Little is known about the early history of Lemesos; its neighbours, first Amathous and later Kourion, stole the limelight in the early days of civilisation in the area. In 1191, the crusader king Richard the Lionheart put Lemesos on the map when he arrived to rescue his sister and his fiancée, who had both been shipwrecked, and then mistreated by the ruler of Cyprus, Isaak Komninos. Richard defeated Komninos in battle and took Cyprus and Lemesos for himself. The city prospered for more than 200 years with a succession of Knights Hospitaller and Templar as its rulers until earthquakes, marauding Genoese (1373) and Saracens (1426) reduced Lemesos’ fortunes to virtually zero. The city was still creating a bad impression in the mid-20th century: Lawrence Durrell, writing in 1952 in Bitter Lemons of Cyprus, noted upon arrival in Lemesos that ‘…we berthed towards sunrise in a gloomy and featureless roadstead, before a town whose desolate silhouette suggested that of a tin-mining village in the Andes’.

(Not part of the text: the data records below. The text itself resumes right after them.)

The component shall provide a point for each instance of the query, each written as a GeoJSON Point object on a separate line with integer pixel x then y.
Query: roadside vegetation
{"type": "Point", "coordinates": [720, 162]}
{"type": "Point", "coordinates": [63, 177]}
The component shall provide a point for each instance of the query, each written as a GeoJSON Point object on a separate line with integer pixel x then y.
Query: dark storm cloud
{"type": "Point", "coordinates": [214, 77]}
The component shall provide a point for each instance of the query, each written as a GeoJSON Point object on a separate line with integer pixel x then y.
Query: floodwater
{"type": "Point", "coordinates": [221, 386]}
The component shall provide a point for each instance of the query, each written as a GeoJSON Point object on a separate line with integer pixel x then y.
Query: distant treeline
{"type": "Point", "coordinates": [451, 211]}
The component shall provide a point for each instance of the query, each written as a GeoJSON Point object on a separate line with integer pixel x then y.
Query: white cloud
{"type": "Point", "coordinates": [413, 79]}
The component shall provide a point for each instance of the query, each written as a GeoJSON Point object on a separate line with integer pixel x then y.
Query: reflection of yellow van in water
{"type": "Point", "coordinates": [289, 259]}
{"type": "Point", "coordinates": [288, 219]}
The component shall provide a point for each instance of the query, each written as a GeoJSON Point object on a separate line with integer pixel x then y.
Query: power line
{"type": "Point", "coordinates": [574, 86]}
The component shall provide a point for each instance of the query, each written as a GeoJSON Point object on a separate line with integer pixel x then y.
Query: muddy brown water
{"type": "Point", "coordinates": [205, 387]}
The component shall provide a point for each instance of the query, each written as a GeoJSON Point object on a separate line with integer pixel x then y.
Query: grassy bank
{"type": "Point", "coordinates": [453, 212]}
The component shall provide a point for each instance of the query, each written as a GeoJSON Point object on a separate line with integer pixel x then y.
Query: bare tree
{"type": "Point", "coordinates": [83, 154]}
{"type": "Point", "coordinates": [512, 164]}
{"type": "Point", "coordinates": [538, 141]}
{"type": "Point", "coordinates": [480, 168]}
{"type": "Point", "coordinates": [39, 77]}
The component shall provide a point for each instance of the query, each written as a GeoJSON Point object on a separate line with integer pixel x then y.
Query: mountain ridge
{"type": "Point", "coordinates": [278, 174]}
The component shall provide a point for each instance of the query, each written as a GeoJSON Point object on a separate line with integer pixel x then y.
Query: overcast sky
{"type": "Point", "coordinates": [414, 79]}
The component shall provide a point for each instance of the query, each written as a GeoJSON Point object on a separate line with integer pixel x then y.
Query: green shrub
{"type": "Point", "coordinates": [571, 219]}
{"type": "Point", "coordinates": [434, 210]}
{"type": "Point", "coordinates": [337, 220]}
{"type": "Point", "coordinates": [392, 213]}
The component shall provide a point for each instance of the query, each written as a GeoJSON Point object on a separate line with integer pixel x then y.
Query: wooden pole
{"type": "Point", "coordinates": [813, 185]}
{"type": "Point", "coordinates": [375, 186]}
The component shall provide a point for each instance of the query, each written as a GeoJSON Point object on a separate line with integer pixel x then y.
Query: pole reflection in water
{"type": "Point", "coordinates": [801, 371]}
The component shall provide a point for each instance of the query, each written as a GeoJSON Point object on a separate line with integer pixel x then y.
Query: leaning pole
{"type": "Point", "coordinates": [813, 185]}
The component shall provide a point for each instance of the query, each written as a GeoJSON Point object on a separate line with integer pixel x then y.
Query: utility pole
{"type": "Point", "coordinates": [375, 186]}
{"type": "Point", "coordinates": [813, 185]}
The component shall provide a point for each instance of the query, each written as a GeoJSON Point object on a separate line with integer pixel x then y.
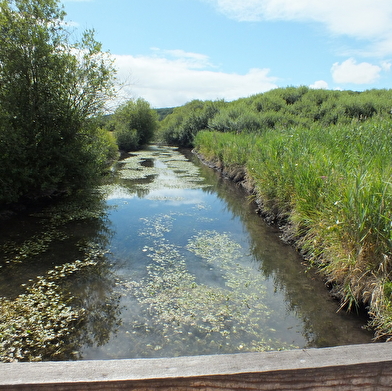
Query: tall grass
{"type": "Point", "coordinates": [333, 187]}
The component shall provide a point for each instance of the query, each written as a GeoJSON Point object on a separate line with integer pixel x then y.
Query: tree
{"type": "Point", "coordinates": [134, 124]}
{"type": "Point", "coordinates": [51, 91]}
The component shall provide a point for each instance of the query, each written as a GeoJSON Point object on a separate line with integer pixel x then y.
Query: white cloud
{"type": "Point", "coordinates": [363, 19]}
{"type": "Point", "coordinates": [319, 85]}
{"type": "Point", "coordinates": [172, 81]}
{"type": "Point", "coordinates": [351, 72]}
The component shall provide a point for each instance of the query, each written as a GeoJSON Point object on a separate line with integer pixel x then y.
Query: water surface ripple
{"type": "Point", "coordinates": [198, 272]}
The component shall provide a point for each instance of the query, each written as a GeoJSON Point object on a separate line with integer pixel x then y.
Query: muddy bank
{"type": "Point", "coordinates": [238, 174]}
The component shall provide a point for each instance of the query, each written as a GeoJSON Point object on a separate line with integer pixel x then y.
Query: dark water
{"type": "Point", "coordinates": [191, 269]}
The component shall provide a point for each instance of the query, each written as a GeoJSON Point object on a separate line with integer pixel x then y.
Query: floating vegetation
{"type": "Point", "coordinates": [42, 323]}
{"type": "Point", "coordinates": [187, 315]}
{"type": "Point", "coordinates": [166, 170]}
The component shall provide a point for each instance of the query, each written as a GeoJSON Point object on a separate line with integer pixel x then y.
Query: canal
{"type": "Point", "coordinates": [175, 262]}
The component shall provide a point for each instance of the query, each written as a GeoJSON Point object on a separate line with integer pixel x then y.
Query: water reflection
{"type": "Point", "coordinates": [200, 273]}
{"type": "Point", "coordinates": [54, 259]}
{"type": "Point", "coordinates": [181, 266]}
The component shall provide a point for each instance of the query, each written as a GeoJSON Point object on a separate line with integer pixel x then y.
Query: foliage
{"type": "Point", "coordinates": [163, 113]}
{"type": "Point", "coordinates": [180, 127]}
{"type": "Point", "coordinates": [134, 124]}
{"type": "Point", "coordinates": [51, 89]}
{"type": "Point", "coordinates": [275, 109]}
{"type": "Point", "coordinates": [331, 185]}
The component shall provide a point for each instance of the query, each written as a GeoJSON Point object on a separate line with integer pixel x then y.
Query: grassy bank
{"type": "Point", "coordinates": [332, 186]}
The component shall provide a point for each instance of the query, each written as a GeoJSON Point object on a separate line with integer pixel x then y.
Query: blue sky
{"type": "Point", "coordinates": [170, 52]}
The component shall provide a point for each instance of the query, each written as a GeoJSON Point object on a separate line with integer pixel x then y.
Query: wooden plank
{"type": "Point", "coordinates": [357, 367]}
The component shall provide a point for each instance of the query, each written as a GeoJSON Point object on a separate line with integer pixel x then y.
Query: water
{"type": "Point", "coordinates": [191, 269]}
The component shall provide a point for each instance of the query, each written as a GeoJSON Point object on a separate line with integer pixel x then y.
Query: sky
{"type": "Point", "coordinates": [170, 52]}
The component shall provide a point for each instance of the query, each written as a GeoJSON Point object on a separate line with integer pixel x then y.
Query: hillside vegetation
{"type": "Point", "coordinates": [320, 162]}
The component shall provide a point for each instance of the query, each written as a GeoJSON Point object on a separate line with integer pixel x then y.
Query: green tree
{"type": "Point", "coordinates": [50, 92]}
{"type": "Point", "coordinates": [134, 124]}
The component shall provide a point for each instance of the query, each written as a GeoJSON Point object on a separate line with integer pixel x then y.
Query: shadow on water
{"type": "Point", "coordinates": [182, 265]}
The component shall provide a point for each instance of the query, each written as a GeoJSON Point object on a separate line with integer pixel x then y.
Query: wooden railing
{"type": "Point", "coordinates": [357, 367]}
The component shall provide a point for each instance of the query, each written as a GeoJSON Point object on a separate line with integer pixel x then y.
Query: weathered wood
{"type": "Point", "coordinates": [358, 367]}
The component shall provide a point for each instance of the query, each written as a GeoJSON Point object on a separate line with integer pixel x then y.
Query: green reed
{"type": "Point", "coordinates": [332, 187]}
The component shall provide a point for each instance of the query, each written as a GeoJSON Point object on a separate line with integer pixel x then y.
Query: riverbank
{"type": "Point", "coordinates": [329, 192]}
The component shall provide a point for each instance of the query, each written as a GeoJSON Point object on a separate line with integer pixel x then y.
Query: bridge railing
{"type": "Point", "coordinates": [345, 368]}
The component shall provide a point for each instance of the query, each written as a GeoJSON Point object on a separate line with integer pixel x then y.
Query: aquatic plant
{"type": "Point", "coordinates": [331, 188]}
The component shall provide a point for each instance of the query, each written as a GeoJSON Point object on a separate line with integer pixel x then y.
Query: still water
{"type": "Point", "coordinates": [190, 269]}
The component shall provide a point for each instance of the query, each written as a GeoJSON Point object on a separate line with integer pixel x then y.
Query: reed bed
{"type": "Point", "coordinates": [332, 187]}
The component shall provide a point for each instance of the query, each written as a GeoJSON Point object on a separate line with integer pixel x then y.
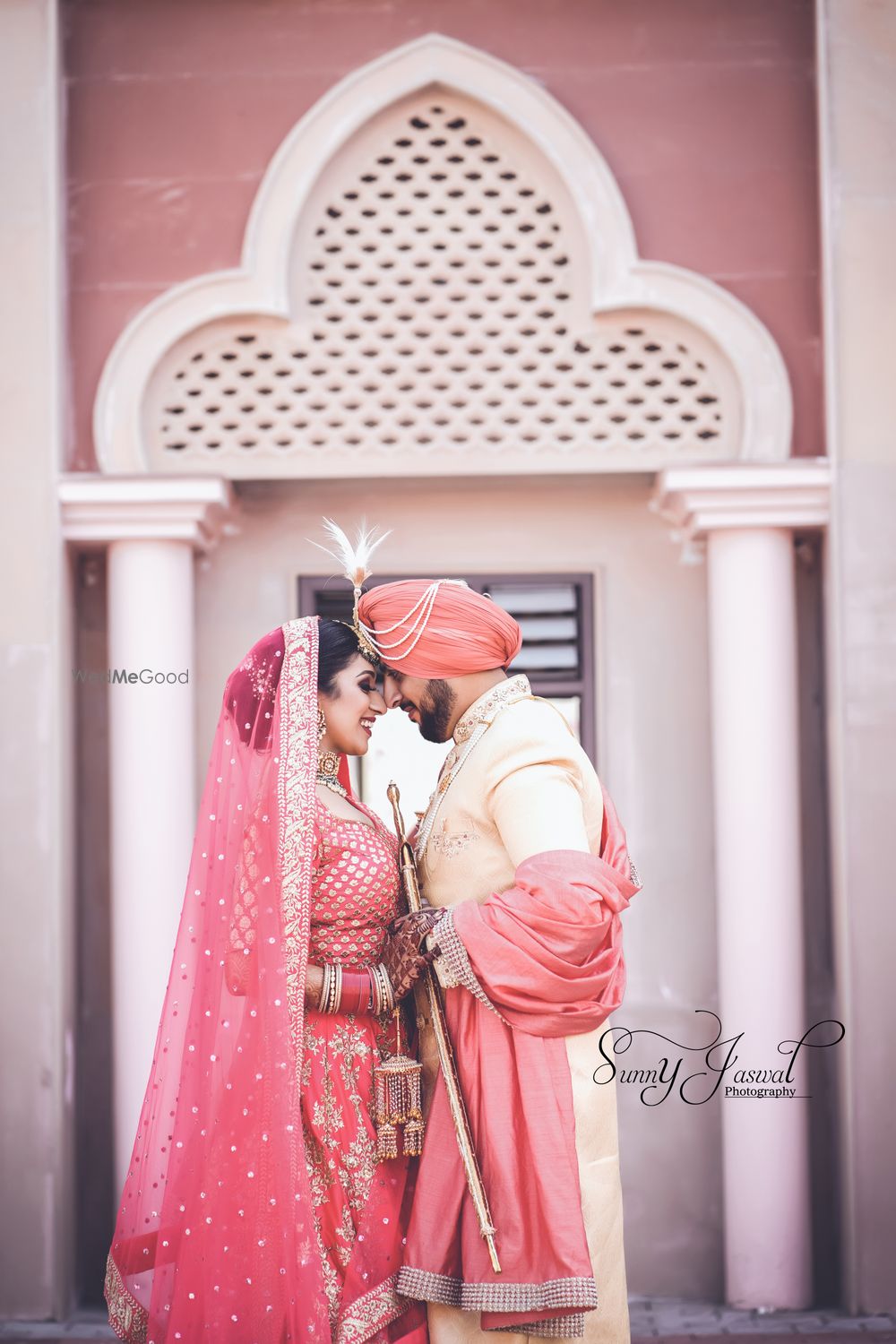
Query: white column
{"type": "Point", "coordinates": [152, 798]}
{"type": "Point", "coordinates": [753, 650]}
{"type": "Point", "coordinates": [743, 518]}
{"type": "Point", "coordinates": [152, 527]}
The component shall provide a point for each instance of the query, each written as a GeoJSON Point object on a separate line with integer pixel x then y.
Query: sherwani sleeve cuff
{"type": "Point", "coordinates": [452, 964]}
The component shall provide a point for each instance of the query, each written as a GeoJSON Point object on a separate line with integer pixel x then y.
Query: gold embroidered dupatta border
{"type": "Point", "coordinates": [296, 795]}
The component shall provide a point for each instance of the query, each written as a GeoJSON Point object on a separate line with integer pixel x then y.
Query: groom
{"type": "Point", "coordinates": [524, 868]}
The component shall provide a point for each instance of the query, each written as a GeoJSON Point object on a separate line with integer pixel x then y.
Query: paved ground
{"type": "Point", "coordinates": [653, 1319]}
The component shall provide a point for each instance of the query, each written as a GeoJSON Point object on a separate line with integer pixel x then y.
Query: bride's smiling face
{"type": "Point", "coordinates": [351, 709]}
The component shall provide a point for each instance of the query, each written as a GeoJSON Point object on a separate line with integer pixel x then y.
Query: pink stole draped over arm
{"type": "Point", "coordinates": [548, 954]}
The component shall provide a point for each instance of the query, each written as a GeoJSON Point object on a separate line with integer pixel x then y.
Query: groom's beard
{"type": "Point", "coordinates": [437, 714]}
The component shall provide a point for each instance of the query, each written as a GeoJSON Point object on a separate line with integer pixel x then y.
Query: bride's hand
{"type": "Point", "coordinates": [314, 986]}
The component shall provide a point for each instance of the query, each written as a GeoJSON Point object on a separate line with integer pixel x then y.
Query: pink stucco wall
{"type": "Point", "coordinates": [704, 110]}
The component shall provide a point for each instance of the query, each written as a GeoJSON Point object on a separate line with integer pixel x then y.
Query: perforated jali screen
{"type": "Point", "coordinates": [440, 287]}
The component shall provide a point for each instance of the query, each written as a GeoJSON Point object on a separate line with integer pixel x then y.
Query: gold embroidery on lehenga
{"type": "Point", "coordinates": [340, 889]}
{"type": "Point", "coordinates": [371, 1312]}
{"type": "Point", "coordinates": [126, 1316]}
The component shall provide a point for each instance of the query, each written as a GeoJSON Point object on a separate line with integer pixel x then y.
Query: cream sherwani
{"type": "Point", "coordinates": [517, 785]}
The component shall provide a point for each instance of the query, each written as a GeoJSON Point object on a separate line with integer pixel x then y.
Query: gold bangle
{"type": "Point", "coordinates": [387, 989]}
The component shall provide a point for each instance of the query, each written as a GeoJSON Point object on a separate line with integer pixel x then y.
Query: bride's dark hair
{"type": "Point", "coordinates": [338, 647]}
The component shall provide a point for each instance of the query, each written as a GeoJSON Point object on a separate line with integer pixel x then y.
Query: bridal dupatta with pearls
{"type": "Point", "coordinates": [218, 1234]}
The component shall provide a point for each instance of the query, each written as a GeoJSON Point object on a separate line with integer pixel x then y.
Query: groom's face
{"type": "Point", "coordinates": [429, 703]}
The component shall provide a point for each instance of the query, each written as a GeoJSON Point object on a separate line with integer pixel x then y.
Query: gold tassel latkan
{"type": "Point", "coordinates": [397, 1085]}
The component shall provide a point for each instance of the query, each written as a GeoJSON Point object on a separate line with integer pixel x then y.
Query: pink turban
{"type": "Point", "coordinates": [444, 631]}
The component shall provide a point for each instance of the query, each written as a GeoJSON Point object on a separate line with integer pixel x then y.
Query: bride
{"type": "Point", "coordinates": [261, 1204]}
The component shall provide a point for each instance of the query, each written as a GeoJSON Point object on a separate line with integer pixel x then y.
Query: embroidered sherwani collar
{"type": "Point", "coordinates": [484, 709]}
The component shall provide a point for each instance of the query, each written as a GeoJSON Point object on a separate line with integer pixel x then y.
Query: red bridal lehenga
{"type": "Point", "coordinates": [255, 1210]}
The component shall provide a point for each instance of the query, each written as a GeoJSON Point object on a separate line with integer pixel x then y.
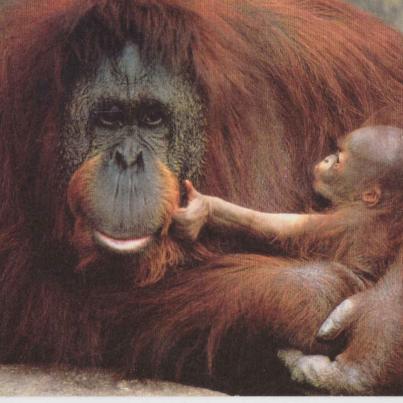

Lemesos grew up quickly following the Turkish invasion of Cyprus in 1974, as it was required to replace Famagusta (Mağusa) as the nation’s main port. It was also obliged to shoulder the mantle of the tourist boom in the Republic. Originally comprising what is today known as the Old City, radiating out from the Old Fishing Harbour, Lemesos has outgrown its original geographic limits to now encompass a sprawling tourist suburb. The tourist centre is a riotous confusion of bars and restaurants, and you could be excused for forgetting that the sea is there at all.